RANKIN INLET (Sep 16/98) - Like a carver's soapstone, the fabric of Andrea Duffy's wall-hangings are the medium for her artistic talent.

Duffy, whose pregnant with her second child, has always wanted to be an artist. But it wasn't until a year ago when she quit her job at Nunavut Arctic College to stay home with her son Tristan, that she started making wall-hangings and started to feel as if she was fulfilling her desire to create.

"It's never been what I wanted to be -- a wall-hanging artist -- but it lets out my creativity," she said. "I've always wanted to be an artist. I've always had this deep yearning to create things -- it's always been there. This is the first step to fulfilling that part of me."

The colourful three-dimensional Northern images sewn onto duffle are so popular in Rankin Inlet where she lives that she sells them as quick as she can make them.

Rankin Inlet artist Robert Savlouskis said Duffy's work has a distinct quality to it that separates her tapestries from many made in the region.

"They have more of an artistic sensibility than other wall-hangings, which in a lot of ways are records of how things were done in the past," he said.

Savlouskis describes Duffy's wall-hangings as happy and playful with a great sense of colour and shape that would work well in children's books.

"The imagery is conducive to storybook illustrations," he said.

"I would relate to children's cut and paste -- it's a cut and paste asthetic. It lends itself to the fabric -- the brilliance of the colour and the placement of the shapes next to one another."
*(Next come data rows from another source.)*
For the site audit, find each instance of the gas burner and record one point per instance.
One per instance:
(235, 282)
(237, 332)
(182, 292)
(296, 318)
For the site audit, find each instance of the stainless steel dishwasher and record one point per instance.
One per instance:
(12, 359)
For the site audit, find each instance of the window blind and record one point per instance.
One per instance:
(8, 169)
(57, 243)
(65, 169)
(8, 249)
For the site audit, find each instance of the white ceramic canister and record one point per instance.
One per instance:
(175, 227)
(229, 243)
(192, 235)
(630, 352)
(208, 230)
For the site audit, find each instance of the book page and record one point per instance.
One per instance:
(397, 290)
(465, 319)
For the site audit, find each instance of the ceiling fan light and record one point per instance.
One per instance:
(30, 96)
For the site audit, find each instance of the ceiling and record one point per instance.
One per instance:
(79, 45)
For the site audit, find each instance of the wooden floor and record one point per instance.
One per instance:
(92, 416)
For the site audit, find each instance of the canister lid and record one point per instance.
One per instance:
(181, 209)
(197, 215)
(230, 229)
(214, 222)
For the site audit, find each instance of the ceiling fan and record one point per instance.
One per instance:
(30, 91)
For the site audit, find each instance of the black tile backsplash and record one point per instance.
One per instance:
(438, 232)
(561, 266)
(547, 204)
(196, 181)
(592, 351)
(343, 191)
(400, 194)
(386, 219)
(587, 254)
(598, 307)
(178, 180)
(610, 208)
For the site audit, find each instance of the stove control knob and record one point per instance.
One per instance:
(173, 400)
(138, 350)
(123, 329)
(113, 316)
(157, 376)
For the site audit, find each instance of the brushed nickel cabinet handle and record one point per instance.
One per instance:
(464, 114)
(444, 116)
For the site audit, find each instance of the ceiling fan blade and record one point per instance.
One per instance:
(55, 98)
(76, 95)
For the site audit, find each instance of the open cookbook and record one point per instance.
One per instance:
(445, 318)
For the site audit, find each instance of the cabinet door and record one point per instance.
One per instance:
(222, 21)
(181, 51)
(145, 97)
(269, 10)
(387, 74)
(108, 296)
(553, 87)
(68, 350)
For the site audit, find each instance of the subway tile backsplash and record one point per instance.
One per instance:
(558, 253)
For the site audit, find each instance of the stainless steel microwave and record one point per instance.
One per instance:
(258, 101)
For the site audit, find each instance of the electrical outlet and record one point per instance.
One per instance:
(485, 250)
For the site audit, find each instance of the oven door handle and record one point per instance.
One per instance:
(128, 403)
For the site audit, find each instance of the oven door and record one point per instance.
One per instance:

Duffy plans to visit Coral Harbour in the coming months to record the stories of her grandmother in hopes of putting together a children's book illustrated with her wall-hangings.

"It's not a new idea -- I've thought of it before," she said. "...to take my grandma's stories like why ravens are black...and illustrate them with my wall-hangings."

With lots of ideas for her future work, Duffy is excited about all the creative possibilities.

"I no longer have the need to create trapped inside me," she added.